Il presidente americano: "Trattative intense, attaccheremo ancora se non funzionano"
"Siamo impegnati in negoziati molto intensi con l'Iran. Se non funzionano, torneremo ad un'azione militare molto forte". Donald Trump ha confermato oggi a Axios di aver interrotto da venerdì scorso i nuovi raid contro l'Iran per dare un'altra chance alla diplomazia, ma ha ribadito che in caso di fallimento è pronto ad un'operazione militare in larga scala. E alla domanda su quanto tempo intende dare alla diplomazia, il presidente ha risposto: "non molto tempo, o va in porto velocemente o non va per niente".
I negoziati sono condotti principalmente da Iran e Oman, ma Qatar, Pakistan, Egitto e gli inviati di Trump, Steve Witkoff e Jared Kushner, sono attivamente coinvolti. "Tutte le persone che hanno a che fare con l'Iran mi ha chiesto 'non sparare'", ha detto ancora Trump, spiegando le ragioni dietro alla pausa dell'azione militare e ribadendo di ritenere che l'Iran voglia raggiungere un accordo.
Poche ore prima, l'Iran ha negato l'esistenza di negoziati in corso.
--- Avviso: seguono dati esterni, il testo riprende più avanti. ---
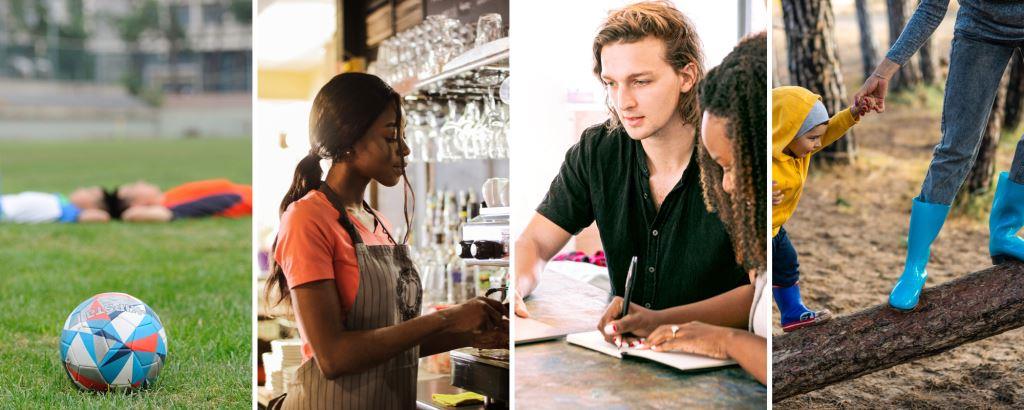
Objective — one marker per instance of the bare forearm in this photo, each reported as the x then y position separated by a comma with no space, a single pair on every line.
886,69
750,351
730,309
528,264
357,351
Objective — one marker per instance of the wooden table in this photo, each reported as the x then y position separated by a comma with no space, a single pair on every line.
554,374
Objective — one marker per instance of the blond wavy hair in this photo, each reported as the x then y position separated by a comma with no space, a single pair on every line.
662,21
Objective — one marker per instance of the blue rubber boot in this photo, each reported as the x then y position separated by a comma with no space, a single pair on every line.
795,314
926,221
1005,220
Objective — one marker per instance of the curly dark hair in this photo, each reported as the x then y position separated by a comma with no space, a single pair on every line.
737,91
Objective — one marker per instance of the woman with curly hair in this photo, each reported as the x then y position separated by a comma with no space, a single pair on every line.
732,160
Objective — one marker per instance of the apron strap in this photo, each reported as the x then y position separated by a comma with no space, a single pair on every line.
344,219
346,223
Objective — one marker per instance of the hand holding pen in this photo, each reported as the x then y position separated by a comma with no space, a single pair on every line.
625,323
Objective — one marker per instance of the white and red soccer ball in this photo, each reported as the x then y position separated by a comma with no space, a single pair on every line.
113,341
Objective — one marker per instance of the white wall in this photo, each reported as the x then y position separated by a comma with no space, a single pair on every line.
548,67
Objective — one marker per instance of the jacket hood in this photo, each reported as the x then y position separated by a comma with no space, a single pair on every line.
790,106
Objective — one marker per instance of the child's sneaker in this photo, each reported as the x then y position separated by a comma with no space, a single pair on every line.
795,314
808,319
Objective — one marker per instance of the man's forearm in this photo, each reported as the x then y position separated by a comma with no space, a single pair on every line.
528,265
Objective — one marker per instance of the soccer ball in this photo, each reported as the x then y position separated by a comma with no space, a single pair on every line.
113,341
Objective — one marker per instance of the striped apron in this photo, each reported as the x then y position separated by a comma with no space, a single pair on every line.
389,293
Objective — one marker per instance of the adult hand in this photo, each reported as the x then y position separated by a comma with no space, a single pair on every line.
520,306
776,195
692,337
476,315
877,85
638,323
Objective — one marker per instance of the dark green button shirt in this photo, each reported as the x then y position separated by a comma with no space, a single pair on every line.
683,251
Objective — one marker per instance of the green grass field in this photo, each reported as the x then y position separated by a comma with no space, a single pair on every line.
195,274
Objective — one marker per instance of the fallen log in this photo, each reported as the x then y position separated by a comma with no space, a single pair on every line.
975,306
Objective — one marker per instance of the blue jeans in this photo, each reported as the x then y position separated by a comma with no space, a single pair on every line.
784,267
975,71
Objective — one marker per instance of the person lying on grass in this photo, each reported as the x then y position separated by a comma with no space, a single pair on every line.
43,207
801,127
144,202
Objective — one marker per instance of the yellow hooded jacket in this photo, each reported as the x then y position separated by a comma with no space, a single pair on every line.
788,109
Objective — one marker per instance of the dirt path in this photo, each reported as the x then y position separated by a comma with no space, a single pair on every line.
850,232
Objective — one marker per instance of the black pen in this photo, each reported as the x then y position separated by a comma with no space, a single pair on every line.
629,288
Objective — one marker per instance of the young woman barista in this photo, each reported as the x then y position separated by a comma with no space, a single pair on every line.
354,291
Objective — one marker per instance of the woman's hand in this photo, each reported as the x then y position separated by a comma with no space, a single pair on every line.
476,315
692,337
877,85
639,322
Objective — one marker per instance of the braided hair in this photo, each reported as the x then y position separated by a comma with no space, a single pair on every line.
736,90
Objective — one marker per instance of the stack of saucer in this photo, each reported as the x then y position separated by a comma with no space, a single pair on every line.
287,356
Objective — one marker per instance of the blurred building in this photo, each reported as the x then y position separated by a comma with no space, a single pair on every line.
73,69
179,46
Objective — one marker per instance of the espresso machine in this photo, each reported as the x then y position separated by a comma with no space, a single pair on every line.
485,242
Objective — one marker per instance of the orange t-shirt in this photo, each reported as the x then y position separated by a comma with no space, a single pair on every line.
312,246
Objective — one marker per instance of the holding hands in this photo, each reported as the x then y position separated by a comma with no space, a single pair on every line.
876,87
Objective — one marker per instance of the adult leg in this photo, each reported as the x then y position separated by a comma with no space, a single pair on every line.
1007,216
975,71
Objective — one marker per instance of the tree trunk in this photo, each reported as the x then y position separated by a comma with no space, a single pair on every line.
814,64
970,309
868,55
928,65
909,74
980,177
1015,93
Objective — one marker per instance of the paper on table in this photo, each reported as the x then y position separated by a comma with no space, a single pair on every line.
595,341
528,330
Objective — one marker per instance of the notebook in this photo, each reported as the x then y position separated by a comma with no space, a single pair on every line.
595,341
528,331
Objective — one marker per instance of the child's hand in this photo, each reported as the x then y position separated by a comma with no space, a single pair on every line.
861,107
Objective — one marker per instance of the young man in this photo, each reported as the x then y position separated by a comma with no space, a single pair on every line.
635,175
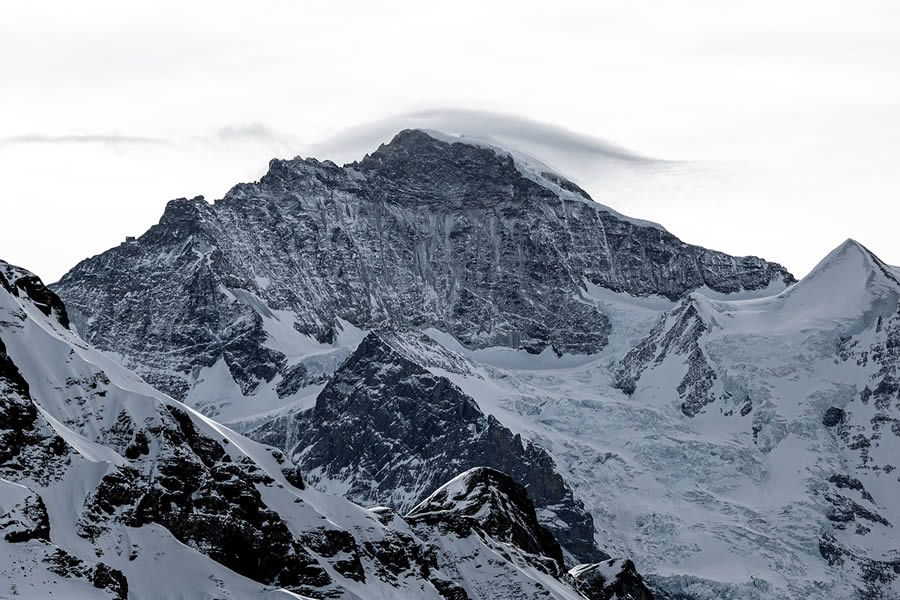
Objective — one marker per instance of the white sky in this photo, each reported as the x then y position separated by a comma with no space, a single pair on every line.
782,119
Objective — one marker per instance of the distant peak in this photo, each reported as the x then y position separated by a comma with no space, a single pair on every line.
850,254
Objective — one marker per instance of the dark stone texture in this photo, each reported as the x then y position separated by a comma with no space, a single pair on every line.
422,233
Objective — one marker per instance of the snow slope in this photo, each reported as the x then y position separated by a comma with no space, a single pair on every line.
110,489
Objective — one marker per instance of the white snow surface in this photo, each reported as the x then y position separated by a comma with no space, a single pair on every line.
705,504
58,365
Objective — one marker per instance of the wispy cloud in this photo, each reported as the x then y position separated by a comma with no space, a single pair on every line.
551,143
111,140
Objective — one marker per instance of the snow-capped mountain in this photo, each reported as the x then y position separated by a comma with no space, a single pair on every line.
732,431
110,489
806,382
487,246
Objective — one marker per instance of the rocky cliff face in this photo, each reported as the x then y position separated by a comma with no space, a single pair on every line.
108,489
423,232
386,430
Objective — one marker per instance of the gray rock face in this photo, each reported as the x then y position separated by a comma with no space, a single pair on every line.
676,333
391,432
422,232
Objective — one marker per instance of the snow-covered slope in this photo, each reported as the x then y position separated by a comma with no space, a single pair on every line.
109,489
799,393
387,430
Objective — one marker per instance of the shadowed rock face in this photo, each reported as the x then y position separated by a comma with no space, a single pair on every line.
392,432
154,470
422,232
492,502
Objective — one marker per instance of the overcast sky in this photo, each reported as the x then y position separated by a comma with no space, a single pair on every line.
776,125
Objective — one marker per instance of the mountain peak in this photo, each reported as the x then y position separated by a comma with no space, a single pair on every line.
850,264
497,504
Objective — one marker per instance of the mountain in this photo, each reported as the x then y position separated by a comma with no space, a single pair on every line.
732,431
386,430
110,489
487,246
807,382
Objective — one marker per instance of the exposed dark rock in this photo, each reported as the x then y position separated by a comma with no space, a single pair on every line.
421,232
833,416
610,579
490,501
383,413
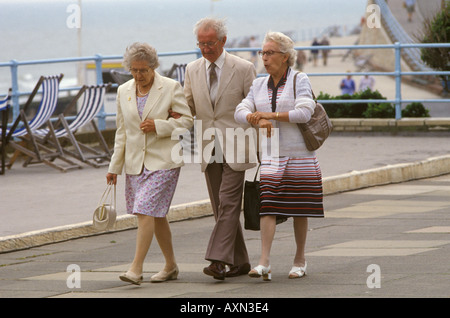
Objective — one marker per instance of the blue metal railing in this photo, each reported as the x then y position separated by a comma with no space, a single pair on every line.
397,73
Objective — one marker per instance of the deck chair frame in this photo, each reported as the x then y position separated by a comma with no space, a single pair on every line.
91,103
29,145
120,77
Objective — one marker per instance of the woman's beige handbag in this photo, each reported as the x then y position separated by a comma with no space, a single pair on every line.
105,214
318,128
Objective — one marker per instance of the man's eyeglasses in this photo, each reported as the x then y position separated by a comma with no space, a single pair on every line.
207,44
135,71
268,53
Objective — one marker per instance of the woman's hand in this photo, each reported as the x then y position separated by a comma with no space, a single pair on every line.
255,117
173,114
147,126
111,178
266,124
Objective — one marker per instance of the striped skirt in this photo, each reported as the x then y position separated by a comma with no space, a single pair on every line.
291,187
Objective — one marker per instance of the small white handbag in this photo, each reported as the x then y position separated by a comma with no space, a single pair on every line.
105,214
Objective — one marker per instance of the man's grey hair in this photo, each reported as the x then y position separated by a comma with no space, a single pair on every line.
216,24
286,44
140,52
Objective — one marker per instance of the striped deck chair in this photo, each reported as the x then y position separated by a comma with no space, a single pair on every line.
92,98
22,128
4,111
120,77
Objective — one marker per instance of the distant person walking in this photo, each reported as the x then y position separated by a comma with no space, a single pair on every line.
410,8
315,52
325,52
367,82
301,60
142,149
348,85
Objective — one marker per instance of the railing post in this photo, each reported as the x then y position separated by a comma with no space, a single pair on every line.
15,89
99,71
398,82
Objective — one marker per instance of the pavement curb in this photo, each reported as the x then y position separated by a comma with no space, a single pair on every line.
430,167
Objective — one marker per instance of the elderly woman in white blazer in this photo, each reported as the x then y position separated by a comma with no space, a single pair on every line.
290,177
143,149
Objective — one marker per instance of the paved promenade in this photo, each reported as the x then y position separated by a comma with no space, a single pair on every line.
386,231
385,242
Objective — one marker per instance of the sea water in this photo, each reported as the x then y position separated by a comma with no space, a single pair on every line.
45,29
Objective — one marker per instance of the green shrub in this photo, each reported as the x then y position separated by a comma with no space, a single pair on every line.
358,110
415,110
383,110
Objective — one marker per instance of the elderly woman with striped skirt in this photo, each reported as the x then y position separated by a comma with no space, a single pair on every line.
290,181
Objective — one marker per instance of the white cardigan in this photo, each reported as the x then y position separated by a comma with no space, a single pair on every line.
291,142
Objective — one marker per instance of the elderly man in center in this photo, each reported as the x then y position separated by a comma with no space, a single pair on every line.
214,85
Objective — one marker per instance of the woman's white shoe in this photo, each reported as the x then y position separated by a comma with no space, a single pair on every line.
163,276
263,271
131,277
297,272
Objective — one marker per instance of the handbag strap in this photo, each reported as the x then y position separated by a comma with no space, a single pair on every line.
256,173
295,93
107,192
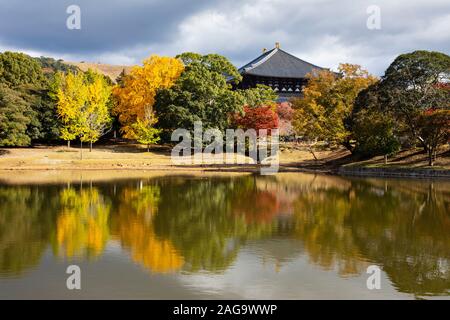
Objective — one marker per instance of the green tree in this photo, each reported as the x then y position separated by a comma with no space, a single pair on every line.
327,102
24,75
145,132
413,85
373,129
20,69
201,93
16,115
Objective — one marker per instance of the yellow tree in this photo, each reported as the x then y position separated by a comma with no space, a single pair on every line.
71,98
135,96
327,102
96,114
83,106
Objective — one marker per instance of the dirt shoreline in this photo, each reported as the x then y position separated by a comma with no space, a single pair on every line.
133,159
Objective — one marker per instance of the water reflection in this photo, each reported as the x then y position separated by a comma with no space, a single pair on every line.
191,225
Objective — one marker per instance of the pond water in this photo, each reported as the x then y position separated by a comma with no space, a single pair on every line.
289,236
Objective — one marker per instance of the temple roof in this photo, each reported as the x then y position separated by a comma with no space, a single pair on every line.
280,64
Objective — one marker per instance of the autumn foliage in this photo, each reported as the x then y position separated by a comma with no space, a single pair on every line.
135,96
257,118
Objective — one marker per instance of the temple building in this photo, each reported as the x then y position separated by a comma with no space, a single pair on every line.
283,72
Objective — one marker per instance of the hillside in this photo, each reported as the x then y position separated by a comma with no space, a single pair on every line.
112,71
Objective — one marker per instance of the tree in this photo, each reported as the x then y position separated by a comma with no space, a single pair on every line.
434,128
25,76
83,106
373,128
414,87
96,114
257,118
18,69
145,132
71,97
15,116
285,115
201,93
135,93
327,101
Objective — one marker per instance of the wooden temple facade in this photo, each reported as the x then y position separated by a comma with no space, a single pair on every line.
283,72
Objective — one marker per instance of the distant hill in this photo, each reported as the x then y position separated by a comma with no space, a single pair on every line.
109,70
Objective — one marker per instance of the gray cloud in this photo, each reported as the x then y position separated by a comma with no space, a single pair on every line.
324,32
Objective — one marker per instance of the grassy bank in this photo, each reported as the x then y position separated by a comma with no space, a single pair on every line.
134,157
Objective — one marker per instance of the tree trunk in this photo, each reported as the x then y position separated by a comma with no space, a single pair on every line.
348,145
430,156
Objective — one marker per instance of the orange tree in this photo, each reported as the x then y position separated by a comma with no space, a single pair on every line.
135,94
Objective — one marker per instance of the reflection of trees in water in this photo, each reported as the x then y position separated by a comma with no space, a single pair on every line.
26,223
208,220
405,232
409,235
82,224
195,224
319,221
133,225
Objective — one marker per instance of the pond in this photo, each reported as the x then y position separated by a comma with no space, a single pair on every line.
288,236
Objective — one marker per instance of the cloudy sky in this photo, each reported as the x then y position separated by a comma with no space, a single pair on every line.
323,32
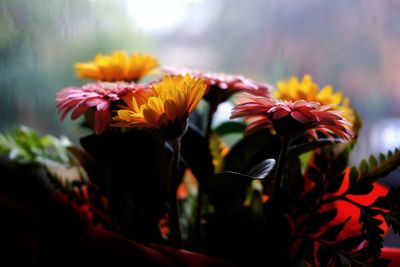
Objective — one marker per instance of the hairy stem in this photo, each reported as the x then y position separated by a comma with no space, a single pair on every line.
176,237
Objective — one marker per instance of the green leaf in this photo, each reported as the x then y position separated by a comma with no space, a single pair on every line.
371,172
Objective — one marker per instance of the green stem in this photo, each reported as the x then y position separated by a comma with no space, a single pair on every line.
280,175
176,237
200,198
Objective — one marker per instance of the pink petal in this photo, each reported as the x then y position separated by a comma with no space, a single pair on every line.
78,111
300,116
280,114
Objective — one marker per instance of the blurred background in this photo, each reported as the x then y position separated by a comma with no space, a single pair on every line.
352,45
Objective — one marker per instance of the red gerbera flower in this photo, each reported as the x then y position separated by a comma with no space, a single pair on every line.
291,118
94,95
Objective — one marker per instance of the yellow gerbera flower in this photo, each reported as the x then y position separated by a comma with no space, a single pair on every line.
117,67
294,90
164,107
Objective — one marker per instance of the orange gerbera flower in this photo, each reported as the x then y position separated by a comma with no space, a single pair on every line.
291,118
306,89
222,85
117,67
164,108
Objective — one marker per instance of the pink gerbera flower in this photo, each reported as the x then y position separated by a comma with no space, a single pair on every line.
292,118
221,85
99,96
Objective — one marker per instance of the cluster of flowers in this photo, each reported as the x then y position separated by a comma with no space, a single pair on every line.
297,217
167,103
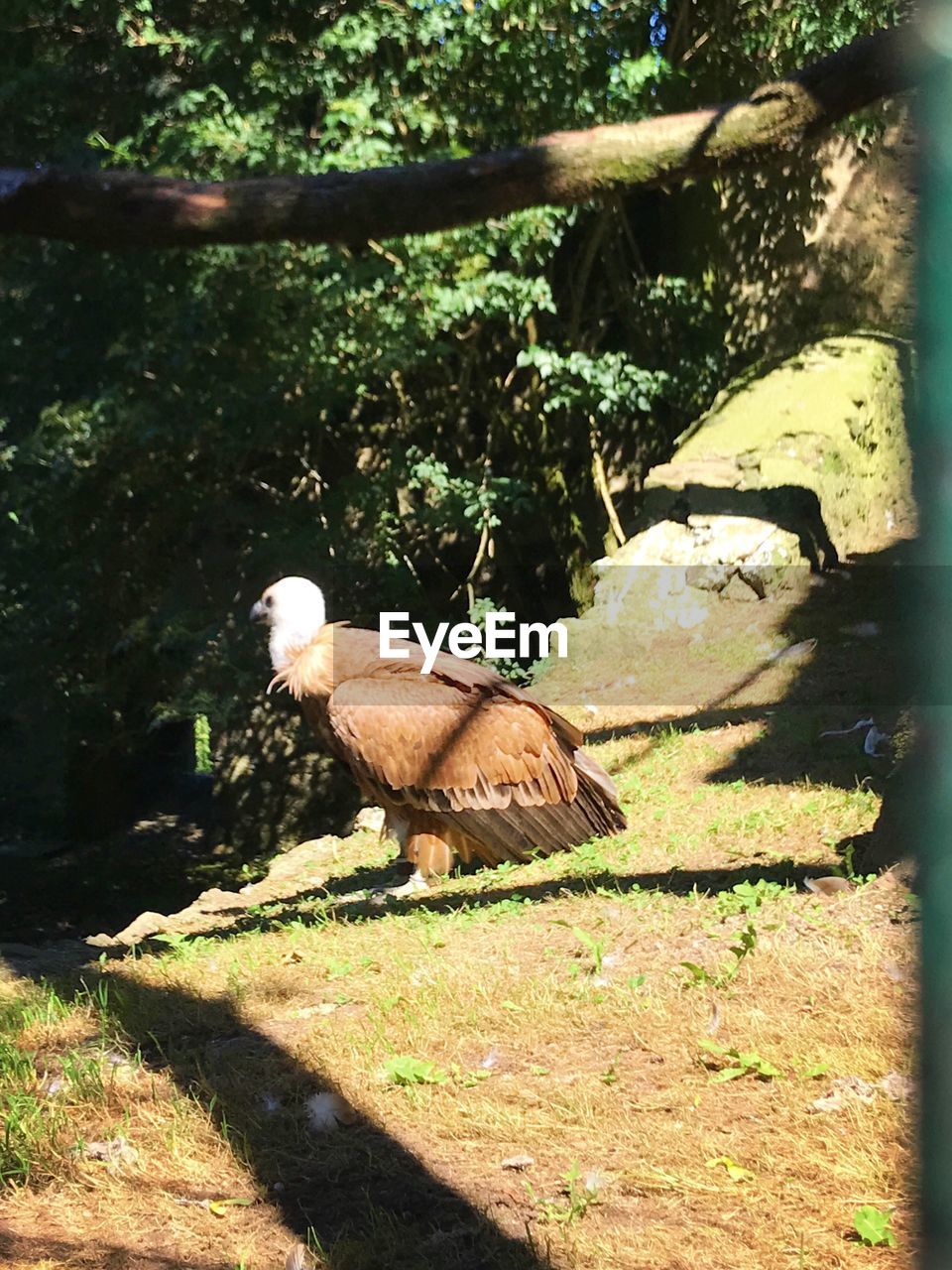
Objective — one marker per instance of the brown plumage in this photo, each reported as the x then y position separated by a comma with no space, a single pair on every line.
462,762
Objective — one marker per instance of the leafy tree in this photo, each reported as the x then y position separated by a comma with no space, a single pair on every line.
393,418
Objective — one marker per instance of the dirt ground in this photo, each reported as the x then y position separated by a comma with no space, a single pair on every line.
664,1049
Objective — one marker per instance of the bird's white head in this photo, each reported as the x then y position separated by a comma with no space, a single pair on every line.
294,608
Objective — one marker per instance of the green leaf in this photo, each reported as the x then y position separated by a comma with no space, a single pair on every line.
873,1225
407,1070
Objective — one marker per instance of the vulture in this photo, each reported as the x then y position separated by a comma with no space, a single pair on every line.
463,763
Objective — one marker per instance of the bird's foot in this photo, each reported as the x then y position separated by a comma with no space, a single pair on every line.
414,883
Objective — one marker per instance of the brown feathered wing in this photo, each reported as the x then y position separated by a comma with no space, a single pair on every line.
463,754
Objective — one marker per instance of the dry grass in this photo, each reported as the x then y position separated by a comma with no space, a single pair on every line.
561,1024
581,1051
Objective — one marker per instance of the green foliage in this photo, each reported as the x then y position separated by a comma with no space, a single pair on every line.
873,1225
728,971
182,427
407,1070
739,1064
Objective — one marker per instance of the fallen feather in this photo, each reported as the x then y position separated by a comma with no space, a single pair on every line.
846,731
896,1086
327,1111
874,739
828,887
844,1088
299,1259
793,651
116,1151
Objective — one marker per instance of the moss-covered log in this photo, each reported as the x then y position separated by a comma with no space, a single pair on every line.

Ad affermarlo è il ministero degli Esteri iraniano nonostante la recente tregua negli attacchi. "Al momento non siamo impegnati in alcun negoziato con gli Stati Uniti", ha detto il portavoce del ministero Esmaeil Baqaei durante una conferenza stampa smentendo le notizie secondo cui l'Iran avrebbe richiesto dei colloqui.